Bilic insists Hammers' rise is no flash in the pan
Everton 2-3 West Ham
It's tempting to see this season of Premier League trading places as a freak show, a fleeting shift in power rather than the start of a trend.
Everton manager Roberto Martinez hinted as much ahead of the weekend, suggesting the gatecrashing of the top six by clubs such as Leicester and West Ham will look more substantial if it is replicated next year.
Slaven Bilic begs to differ. Having seen Dmitri Payet complete an unlikely comeback in injury-time - scoring a third goal in 12 minutes after headers from Michail Antonio and Diafra Sakho - the West Ham manager warned the self-proclaimed elite not to mistake his club for a novelty act.
A wonderful season does not necessarily mean West Ham are a one-season wonder.
"This is a permanent shift at the top - at least I hope it is," said Bilic. "Clubs like us with the (TV) money - Crystal Palace, West Brom, Leicester - we can still improve. Big teams like Man City and Chelsea. . . if they want to buy a striker, there is no big gap for them to improve. Say City buy Benzema, they have Aguero already, so there is no big space to get much better.

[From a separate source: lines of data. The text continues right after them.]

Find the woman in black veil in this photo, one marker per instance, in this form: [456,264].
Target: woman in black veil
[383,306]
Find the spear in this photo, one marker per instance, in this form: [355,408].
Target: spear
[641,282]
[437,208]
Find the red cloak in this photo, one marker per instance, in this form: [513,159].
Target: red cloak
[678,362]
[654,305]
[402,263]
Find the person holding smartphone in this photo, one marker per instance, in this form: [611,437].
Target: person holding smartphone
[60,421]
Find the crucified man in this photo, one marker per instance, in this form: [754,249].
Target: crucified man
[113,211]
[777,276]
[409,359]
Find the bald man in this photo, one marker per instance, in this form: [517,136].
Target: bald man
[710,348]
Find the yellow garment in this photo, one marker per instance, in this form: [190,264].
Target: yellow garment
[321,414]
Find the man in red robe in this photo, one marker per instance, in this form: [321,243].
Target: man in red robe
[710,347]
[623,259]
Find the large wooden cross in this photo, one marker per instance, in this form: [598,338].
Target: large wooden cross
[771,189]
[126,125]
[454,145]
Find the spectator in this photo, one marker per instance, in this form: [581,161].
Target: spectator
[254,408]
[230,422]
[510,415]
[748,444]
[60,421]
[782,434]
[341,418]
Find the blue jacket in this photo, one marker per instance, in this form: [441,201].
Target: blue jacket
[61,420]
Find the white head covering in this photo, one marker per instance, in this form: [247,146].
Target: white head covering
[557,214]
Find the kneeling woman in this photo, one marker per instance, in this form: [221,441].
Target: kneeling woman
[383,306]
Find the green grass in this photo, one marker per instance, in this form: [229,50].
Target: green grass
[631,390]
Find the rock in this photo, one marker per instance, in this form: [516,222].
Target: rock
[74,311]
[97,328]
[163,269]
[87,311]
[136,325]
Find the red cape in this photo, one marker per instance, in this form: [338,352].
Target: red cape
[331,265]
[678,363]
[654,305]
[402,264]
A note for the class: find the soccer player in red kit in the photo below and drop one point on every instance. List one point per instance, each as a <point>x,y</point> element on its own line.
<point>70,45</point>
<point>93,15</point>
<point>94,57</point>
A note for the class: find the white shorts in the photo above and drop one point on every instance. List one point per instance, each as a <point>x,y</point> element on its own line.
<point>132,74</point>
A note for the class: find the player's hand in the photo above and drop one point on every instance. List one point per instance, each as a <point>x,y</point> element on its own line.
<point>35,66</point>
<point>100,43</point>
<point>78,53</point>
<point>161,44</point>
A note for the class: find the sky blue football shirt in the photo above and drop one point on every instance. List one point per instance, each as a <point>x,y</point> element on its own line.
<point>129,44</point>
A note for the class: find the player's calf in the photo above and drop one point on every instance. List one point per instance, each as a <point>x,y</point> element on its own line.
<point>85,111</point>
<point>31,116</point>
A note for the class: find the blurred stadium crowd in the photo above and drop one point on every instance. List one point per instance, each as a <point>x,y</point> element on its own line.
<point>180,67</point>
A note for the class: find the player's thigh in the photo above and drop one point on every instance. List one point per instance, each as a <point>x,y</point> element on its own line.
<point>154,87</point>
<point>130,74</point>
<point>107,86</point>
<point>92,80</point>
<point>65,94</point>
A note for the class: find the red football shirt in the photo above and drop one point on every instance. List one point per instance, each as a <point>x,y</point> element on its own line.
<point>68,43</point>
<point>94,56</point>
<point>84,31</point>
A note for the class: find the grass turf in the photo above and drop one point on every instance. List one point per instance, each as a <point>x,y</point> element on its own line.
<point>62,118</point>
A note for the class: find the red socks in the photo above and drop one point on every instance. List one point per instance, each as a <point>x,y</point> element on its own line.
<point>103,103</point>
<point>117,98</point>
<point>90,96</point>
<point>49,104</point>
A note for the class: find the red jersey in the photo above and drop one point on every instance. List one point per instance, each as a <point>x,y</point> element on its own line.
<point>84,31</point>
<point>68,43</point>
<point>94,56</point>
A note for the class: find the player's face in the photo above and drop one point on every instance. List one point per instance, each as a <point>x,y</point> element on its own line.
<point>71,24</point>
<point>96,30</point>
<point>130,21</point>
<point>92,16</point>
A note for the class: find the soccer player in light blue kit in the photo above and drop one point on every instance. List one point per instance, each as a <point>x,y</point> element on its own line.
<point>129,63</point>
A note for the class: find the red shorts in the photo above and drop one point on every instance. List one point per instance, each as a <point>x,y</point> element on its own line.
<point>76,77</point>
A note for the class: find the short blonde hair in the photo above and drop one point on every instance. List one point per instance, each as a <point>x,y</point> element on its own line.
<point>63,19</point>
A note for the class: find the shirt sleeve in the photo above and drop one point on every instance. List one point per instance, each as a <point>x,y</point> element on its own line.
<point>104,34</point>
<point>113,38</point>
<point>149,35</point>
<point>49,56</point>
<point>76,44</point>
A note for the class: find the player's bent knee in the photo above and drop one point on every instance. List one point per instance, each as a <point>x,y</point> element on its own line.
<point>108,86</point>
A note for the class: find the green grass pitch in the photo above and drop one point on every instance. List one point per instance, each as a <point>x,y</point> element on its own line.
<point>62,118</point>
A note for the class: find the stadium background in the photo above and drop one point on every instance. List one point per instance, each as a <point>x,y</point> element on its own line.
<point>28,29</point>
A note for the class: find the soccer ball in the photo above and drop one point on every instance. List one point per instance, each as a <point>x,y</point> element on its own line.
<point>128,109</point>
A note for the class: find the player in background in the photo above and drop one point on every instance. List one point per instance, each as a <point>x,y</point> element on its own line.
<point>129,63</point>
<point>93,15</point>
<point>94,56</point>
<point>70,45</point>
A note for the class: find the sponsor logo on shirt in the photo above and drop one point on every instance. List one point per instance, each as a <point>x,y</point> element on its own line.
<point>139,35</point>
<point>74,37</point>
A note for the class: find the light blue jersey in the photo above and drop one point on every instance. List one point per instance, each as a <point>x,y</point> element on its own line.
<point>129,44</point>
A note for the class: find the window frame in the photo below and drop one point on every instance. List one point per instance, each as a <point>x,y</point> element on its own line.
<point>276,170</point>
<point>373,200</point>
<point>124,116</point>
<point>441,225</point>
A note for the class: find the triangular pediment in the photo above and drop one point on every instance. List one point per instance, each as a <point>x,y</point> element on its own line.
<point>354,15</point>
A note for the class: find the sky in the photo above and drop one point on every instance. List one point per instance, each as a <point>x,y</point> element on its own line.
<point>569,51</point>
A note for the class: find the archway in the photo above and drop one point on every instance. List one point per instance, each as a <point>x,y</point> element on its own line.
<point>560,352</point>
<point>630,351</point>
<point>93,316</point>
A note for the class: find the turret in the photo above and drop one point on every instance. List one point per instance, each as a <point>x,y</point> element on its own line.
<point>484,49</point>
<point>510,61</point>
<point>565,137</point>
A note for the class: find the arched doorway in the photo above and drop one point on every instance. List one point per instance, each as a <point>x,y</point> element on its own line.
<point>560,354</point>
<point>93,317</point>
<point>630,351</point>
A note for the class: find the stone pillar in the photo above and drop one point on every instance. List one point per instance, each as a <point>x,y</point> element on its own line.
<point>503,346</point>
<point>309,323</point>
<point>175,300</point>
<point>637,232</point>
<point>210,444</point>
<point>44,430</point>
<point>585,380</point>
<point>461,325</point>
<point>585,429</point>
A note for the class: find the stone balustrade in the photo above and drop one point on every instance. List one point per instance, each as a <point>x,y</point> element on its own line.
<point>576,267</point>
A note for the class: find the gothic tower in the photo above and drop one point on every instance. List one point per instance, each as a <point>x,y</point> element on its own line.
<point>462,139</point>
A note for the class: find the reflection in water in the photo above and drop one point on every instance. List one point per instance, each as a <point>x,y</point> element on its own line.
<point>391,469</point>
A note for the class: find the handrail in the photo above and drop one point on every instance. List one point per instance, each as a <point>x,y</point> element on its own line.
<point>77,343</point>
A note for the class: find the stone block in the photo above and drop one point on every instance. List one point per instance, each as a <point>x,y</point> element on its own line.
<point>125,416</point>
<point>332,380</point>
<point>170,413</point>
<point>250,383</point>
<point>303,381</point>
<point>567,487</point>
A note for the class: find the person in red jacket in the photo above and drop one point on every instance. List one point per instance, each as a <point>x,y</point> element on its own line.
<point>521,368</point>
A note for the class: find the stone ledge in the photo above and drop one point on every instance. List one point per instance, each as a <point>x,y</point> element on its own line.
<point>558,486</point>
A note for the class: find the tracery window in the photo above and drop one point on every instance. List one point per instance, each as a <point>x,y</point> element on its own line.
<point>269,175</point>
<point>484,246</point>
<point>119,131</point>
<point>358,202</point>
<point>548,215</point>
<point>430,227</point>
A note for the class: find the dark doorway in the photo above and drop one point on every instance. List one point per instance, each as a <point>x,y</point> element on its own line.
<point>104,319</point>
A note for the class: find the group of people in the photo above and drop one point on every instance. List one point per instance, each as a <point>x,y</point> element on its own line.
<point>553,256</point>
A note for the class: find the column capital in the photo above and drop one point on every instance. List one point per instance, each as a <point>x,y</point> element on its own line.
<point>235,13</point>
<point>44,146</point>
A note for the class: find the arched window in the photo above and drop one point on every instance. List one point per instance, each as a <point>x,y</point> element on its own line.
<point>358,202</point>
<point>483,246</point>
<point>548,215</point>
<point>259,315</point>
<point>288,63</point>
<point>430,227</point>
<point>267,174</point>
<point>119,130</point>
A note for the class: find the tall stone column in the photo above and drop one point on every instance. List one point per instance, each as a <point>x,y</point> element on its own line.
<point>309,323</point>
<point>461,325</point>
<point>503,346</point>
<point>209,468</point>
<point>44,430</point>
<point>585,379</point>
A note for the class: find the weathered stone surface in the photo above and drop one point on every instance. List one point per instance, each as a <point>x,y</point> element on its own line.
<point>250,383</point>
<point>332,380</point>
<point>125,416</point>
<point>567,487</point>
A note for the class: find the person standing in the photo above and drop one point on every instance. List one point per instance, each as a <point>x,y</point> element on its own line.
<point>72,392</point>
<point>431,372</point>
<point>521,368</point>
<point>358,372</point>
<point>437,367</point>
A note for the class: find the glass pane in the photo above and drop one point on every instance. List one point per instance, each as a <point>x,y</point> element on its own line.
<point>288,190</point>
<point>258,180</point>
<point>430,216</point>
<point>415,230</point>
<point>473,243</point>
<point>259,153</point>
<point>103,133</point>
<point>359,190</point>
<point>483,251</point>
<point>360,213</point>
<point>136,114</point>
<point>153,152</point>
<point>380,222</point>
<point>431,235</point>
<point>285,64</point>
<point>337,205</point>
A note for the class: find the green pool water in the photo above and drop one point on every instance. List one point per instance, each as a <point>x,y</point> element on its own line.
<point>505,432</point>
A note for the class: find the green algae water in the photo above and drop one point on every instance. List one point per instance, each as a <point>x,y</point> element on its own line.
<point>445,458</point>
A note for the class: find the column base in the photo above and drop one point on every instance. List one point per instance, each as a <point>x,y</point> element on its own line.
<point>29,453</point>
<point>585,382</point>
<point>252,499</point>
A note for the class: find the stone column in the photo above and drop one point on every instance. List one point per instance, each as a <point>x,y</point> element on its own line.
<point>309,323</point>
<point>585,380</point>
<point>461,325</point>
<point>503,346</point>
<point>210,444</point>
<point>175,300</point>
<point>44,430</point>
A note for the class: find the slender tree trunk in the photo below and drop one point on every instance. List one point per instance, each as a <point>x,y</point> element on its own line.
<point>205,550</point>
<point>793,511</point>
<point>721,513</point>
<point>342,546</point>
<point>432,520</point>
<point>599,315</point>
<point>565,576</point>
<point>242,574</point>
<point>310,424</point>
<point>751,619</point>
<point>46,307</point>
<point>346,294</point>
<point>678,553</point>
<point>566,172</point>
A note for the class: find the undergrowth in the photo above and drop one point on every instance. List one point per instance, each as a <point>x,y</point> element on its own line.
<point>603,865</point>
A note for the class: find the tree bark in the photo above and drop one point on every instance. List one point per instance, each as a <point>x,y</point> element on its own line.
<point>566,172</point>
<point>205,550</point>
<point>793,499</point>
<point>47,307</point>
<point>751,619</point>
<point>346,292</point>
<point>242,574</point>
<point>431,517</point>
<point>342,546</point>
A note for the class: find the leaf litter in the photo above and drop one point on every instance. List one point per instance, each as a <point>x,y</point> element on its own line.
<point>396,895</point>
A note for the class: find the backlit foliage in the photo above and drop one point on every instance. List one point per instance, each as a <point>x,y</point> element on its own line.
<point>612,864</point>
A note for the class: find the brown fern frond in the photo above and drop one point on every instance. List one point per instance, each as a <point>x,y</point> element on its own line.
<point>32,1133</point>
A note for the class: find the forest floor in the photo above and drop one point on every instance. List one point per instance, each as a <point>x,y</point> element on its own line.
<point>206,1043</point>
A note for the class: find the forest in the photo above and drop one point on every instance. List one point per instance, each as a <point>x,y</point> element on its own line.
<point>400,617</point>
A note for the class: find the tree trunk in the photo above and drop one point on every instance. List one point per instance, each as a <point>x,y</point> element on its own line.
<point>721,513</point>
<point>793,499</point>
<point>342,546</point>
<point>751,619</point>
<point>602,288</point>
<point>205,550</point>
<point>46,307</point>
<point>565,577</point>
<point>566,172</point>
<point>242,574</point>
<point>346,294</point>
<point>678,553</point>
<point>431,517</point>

"Chelsea can sell Diego Costa and buy Lewandowski, yes. But they are only different, not better."
The lingering question is whether the levelling out is a consequence of those below improving, or the deterioration of the established top six.
This enthralling, but flawed, game demonstrated it is a combination of both. There was quality and there were deficiencies aplenty, but ultimately, it was the self-inflicted failure of the home side that enabled the visitors to steal the win. Like others, West Ham have the class to punish the carelessness Everton have made a character trait.
Whether it was Kevin Mirallas' avoidable dismissal for two bookings in 35 minutes, Romelu Lukaku's penalty miss or a strange substitution at 2-0 up that did little more than allow new signing Oumar Niasse to demonstrate how far away he is from acclimatising to English football, Everton had to look at their own mistakes before taking aim at referee Anthony Taylor.
Such Goodison misadventure is happening too often to be brushed off as a small detail. Yet again, Everton had numerous players giving seven or eight-out-of-10 performances, but finding themselves on the losing side.
For Lukaku to be scoring at such a rate while his side toils in mid-table is unacceptable.
"Seven defeats at home is not good enough," Martinez admitted.
"That is where we feel so hard done by because you look at the attitude of the players, the talent of the players and the desire of wanting to please our fans at Goodison is incredible.
"With the seven defeats, we can analyse every one and, apart from Manchester United, in every one we performed in an incredible manner and deserved a lot more.
"Are we good enough, do we do things right enough? The away form tells us that we do. It is just we need to make sure we find a way to change the little bit of a difference between performing well and not getting the wins at home. We are not where we should be because of the defeats at home."
Martinez deserves credit for assembling such a talented squad, but with a new investor on board, he needs the FA Cup to support the view he can get the most from them before the inevitable summer bids for Lukaku and John Stones.
Too often he is talking about players learning from their experiences. It puts one in mind of students who no sooner have finished one set of exams than are enrolled on another course.
If they do not graduate at Goodison soon, serious questions will be asked about whether they are receiving the right tuition.